How to Implement Transactional Workflows with Single-Worker Access to Data Using DynamoDB and Pipedream?

This topic was automatically generated from Slack. You can find the original thread here.

How can I implement transactional workflows i.e. only one worker across all different workflows can access data at one time? I’m trying to use dynamodb but this is only at the action-level, not the workflow-level. I have multiple operations that I want to perform on a row at a time with various actions in between. It doesn’t seem this is supported with the concurrency configurations in Pipedream which are specific to a single workflow.

You might consider having a parent workflow that handles all the concurrency, then fans out to sub-workflows, depending on the conditions?

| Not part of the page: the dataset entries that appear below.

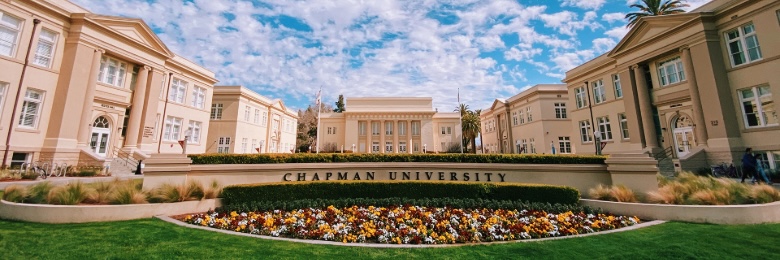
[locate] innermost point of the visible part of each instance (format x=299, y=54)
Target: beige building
x=243, y=121
x=93, y=85
x=532, y=122
x=699, y=86
x=390, y=125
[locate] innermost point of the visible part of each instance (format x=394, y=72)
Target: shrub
x=70, y=194
x=283, y=192
x=376, y=157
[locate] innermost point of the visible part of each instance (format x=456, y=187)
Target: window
x=605, y=130
x=623, y=125
x=739, y=40
x=194, y=131
x=585, y=131
x=388, y=128
x=3, y=87
x=560, y=110
x=9, y=33
x=564, y=144
x=374, y=128
x=45, y=50
x=599, y=96
x=216, y=111
x=758, y=108
x=671, y=71
x=172, y=128
x=112, y=72
x=198, y=97
x=580, y=97
x=618, y=87
x=178, y=88
x=31, y=108
x=223, y=146
x=362, y=128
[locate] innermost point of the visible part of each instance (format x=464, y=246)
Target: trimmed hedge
x=374, y=157
x=436, y=202
x=277, y=193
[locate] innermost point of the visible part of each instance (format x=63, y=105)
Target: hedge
x=376, y=157
x=334, y=190
x=385, y=202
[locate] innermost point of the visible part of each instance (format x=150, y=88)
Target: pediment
x=649, y=28
x=133, y=29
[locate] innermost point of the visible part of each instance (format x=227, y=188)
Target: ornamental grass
x=410, y=224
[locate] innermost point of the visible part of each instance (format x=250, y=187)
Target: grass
x=155, y=239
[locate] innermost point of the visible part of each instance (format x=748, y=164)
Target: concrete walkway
x=64, y=180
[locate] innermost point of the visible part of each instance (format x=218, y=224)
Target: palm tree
x=655, y=8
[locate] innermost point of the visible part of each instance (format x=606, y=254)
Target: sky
x=289, y=49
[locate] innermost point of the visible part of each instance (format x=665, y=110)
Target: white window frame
x=599, y=94
x=564, y=145
x=560, y=110
x=12, y=29
x=43, y=56
x=177, y=91
x=580, y=97
x=116, y=77
x=585, y=130
x=623, y=125
x=194, y=130
x=172, y=129
x=198, y=97
x=741, y=39
x=755, y=100
x=216, y=111
x=670, y=67
x=605, y=128
x=28, y=113
x=223, y=146
x=618, y=87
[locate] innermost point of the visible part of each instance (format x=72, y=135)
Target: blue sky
x=431, y=48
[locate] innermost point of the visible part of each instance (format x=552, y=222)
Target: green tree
x=340, y=105
x=655, y=8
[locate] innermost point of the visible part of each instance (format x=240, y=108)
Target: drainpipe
x=165, y=109
x=18, y=93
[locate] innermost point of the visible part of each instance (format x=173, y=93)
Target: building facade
x=93, y=85
x=534, y=121
x=390, y=125
x=699, y=86
x=243, y=121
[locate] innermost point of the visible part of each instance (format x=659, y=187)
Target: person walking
x=748, y=164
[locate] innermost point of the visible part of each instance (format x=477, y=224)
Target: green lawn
x=152, y=238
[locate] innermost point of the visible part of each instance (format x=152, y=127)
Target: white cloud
x=613, y=17
x=584, y=4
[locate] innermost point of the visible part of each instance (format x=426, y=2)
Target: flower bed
x=410, y=224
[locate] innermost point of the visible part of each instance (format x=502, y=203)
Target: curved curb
x=377, y=245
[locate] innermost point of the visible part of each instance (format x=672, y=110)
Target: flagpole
x=460, y=112
x=319, y=110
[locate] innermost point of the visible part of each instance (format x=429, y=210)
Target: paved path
x=63, y=180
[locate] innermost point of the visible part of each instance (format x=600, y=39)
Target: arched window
x=100, y=122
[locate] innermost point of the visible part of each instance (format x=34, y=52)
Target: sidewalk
x=63, y=180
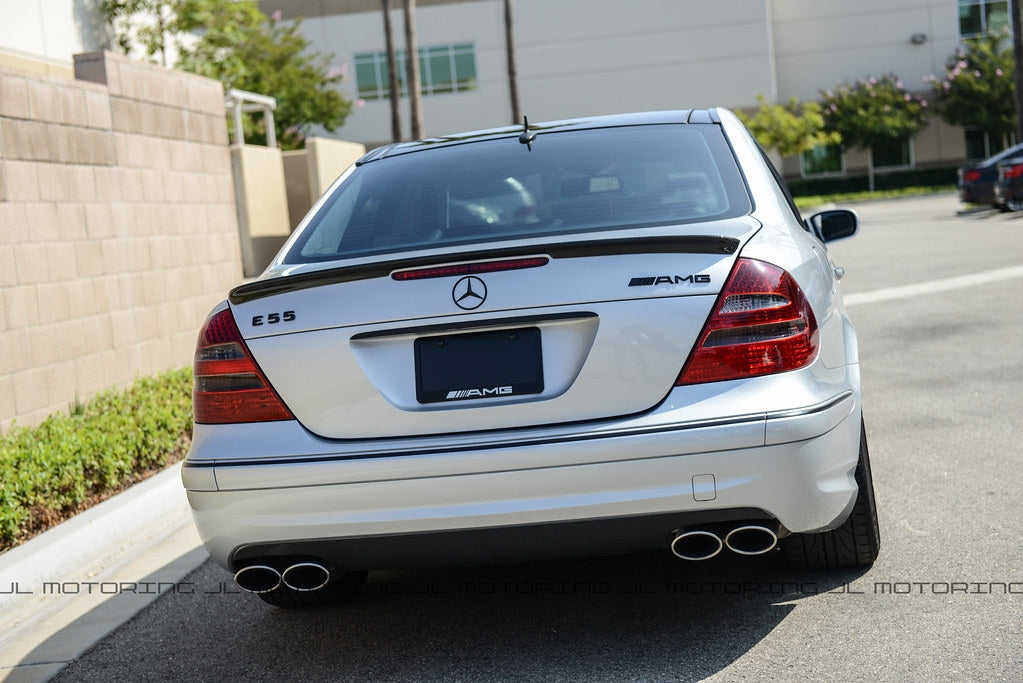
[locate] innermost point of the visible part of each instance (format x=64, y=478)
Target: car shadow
x=646, y=616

Under the hood, that’s exactly how if/else branching works, with $.flow.trigger(), which is a new API within Pipedream. Actually, so new it’s not yet documented :scream:

But there are some initial notes in the channel canvas here: Slack

An alternative could use Data Stores, where you write a record that you check before continuing (Data Stores are accessible to all workflows within a workspace), but there’s no guarantee you wouldn’t have race conditions that way.

If you’re using one workflow for all row operations, does setting the concurrency to 1 make it transactional?

These would be good options if I didn’t have to share event information between workflows. The workflow has to check whether another event has happened to determine the if/else branch. In this case I can outsource the shared data upstream to Twilio to solve this but if it were internal app data I don’t know how I would handle this without having to implement the transactions in code.

Sounds like you need to intentionally bottleneck your workflows.

The way I would do this is:
• Instead of performing transactional operations inside of each workflow, call a specific workflow to handle these.
◦ That workflow can be configured with a concurrency of 1, so it would be guaranteed never to run more than one transaction at a time. This would basically be the bottleneck.
• But before calling that centralized transactional workflow, I would call $.flow.rerun() in order to get a resume_url to pass to the transactional workflow.
◦ And once the transactional workflow is done, it could call the resume_url (and pass data back to it if necessary).
What do you think?

Yeah this works. Appreciate the help.